TIMES SURABAYA, SURABAYA – Sejumlah laporan dan indeks perdamaian dunia menunjukkan trend yang mengkhawatirkan. Ketidakpastian ekonomi, gejolak politik global, dan demonstrasi massal di berbagai belahan dunia menandai bahwa stabilitas tidak lagi bisa dianggap remeh. Di Asia saja, sejumlah negara mengalami gelombang demonstrasi, dari Bangladesh, Sri Lanka, Indonesia, Nepal, Pakistan hingga Filipina.
Gelombang demonstrasi di beberapa negara Asia banyak dipimpin generasi muda, yang cepat terorganisir lewat media sosial. Mereka menuntut akuntabilitas pemerintah, pengurangan ketimpangan sosial-ekonomi, dan koreksi terhadap perilaku elit yang koruptif.
Jika kita menengok lebih dekat gelombang protes yang tengah mengguncang beberapa negara Asia, jelas bahwa ini bukan sekadar persoalan keamanan atau politik semata. Di balik kerumunan massa dan tuntutan spontan, tersingkap masalah yang lebih mendasar, yakni hilangnya ekosistem perdamaian yang holistik.
Di sinilah kita bisa menarik pelajaran dari Institute for Economics and Peace (IEP) yang merumuskan delapan postulat perdamaian dan African Peacebuilding Institute (API) dengan enam langkah praktis membangun perdamaian.
Menurut IEP, perdamaian bukan hanya ketiadaan perang, tetapi sebuah kondisi yang meliputi: 1) Pemerintahan yang berfungsi dengan baik, 2) Lingkungan bisnis yang tertata baik, 3) Pembagian sumber daya yang adil, 4) Penerimaan terhadap hak orang lain, 5) Hubungan baik dengan tetangga, 6) Aliran informasi yang bebas, 7) Sumber daya manusia yang berkualitas, 8) Tingkat korupsi yang rendah. (M. Mas’ud Said, Pengantar Studi Konflik, Perdamaian dan Resolusi Konflik (2025) 135 – 139)

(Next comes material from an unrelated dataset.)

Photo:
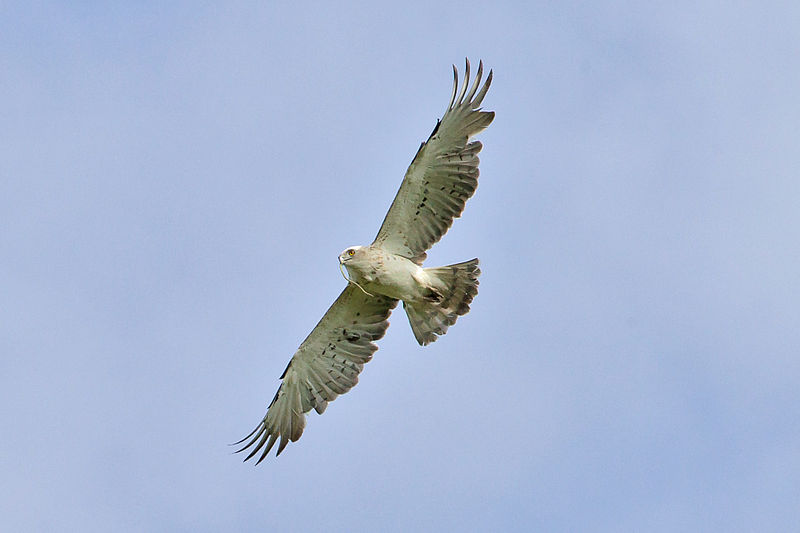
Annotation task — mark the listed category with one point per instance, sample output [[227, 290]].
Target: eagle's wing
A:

Mari kita telaah satu per satu: Pertama, good governance. Pemerintahan yang efektif dan kredibel adalah penyangga utama tata negara. Ketika birokrasi berjalan transparan, regulasi jelas, dan pimpinan memegang integritas, masyarakat percaya pada sistem, dan legitimasi negara tidak terusik. Sebaliknya, deficit governance menjadi pemicu frustrasi dan potensi konflik.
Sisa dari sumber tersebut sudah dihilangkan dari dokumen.